According to a special report by the BMO Real Financial Progress Index, only 53% of women feel financially confident about retiring at their target age.
This is compared to 66% of men who feel the same way.
Additionally, 74% of women surveyed mentioned they don't have a financial plan in place to reach their retirement goals, while this is the case for 58% of men.
Women encounter specific challenges when planning for retirement, but these challenges don’t have to disrupt your plans.

1.) Women have a longer life expectancy compared to men.
A woman aged 65 can expect to live another 21 years, which is 3 years longer than a man of the same age.
2.) Women earn less than men during their working years.
On average, women earn 21% less than men do.
3.) Women have fewer years of earned income.
On average, women spend 9 years out of the paid workforce than men. This is often due to their roles in caring for children and/or elderly parents.
4.) Women are more likely to work part-time jobs.
Women are nine times as likely as men to work part-time for caregiving purposes.
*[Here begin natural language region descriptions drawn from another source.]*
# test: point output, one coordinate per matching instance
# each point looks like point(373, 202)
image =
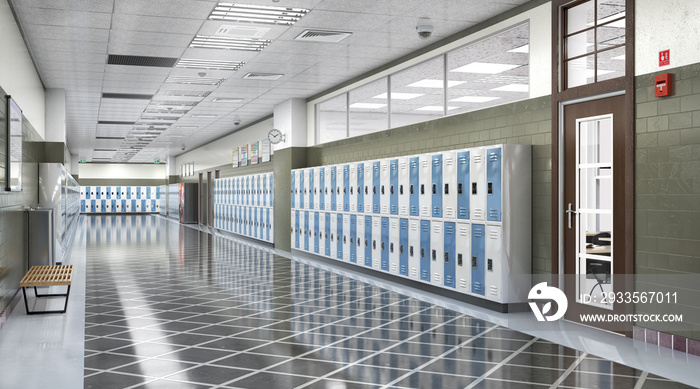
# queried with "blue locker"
point(353, 232)
point(450, 234)
point(360, 187)
point(334, 182)
point(394, 187)
point(478, 254)
point(385, 243)
point(463, 185)
point(306, 230)
point(437, 185)
point(368, 241)
point(403, 247)
point(413, 168)
point(376, 185)
point(425, 250)
point(339, 233)
point(493, 184)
Part-time workers are less likely to have access to benefits such as health insurance or retirement contributions. This results in women having less disposable income which often translates to lower retirement savings.
5.) Women face higher healthcare costs
Based on the Retiree Health Cost Index, a 65-year-old woman who retires today should anticipate healthcare expenses of approximately $155,000, in contrast to the $134,000 expected by a 65-year-old man.
So how can women be better prepared for retirement?
👉 Understand your retirement budget
Account for the realities of additional costs due to longer life expectancies.
Consider projecting retirement expenses until age 95 or even 100.
Adjust your budget to include an additional 10% to 20% for healthcare expenses.
👉 Prioritize investing and saving
Begin as soon as possible to take advantage of compound interest.
The good news is that women tend to hold onto their investments for longer periods, which helps achieve better rates of return in the long run.
A good starting point is to save 10% to 15% of your income for retirement.
👉 Protect your savings by having the right insurance mix
Women are more likely to require Long-Term Care (LTC) insurance.
Even if you choose to self-insure, it's essential to be conservative with your estimates.
👉 Establish a larger emergency reserve
We normally recommend maintaining 3 to 6 months' worth of regular expenses in reserves.
For women, these figures may need to be larger, around 6 to 9 months' worth of their regular expenses.
👉 Build a reliable income stream in retirement
Consider the following sources of income: Social Security, pension income, dividends, personal savings, and retirement account distributions.
It's crucial to have a clear distribution plan that takes into account longevity and additional healthcare needs during retirement.
Planning for retirement can pose unique challenges for women, but these obstacles don't need to derail your plans. By engaging in careful planning and preparation, you can achieve the retirement lifestyle you've always envisioned!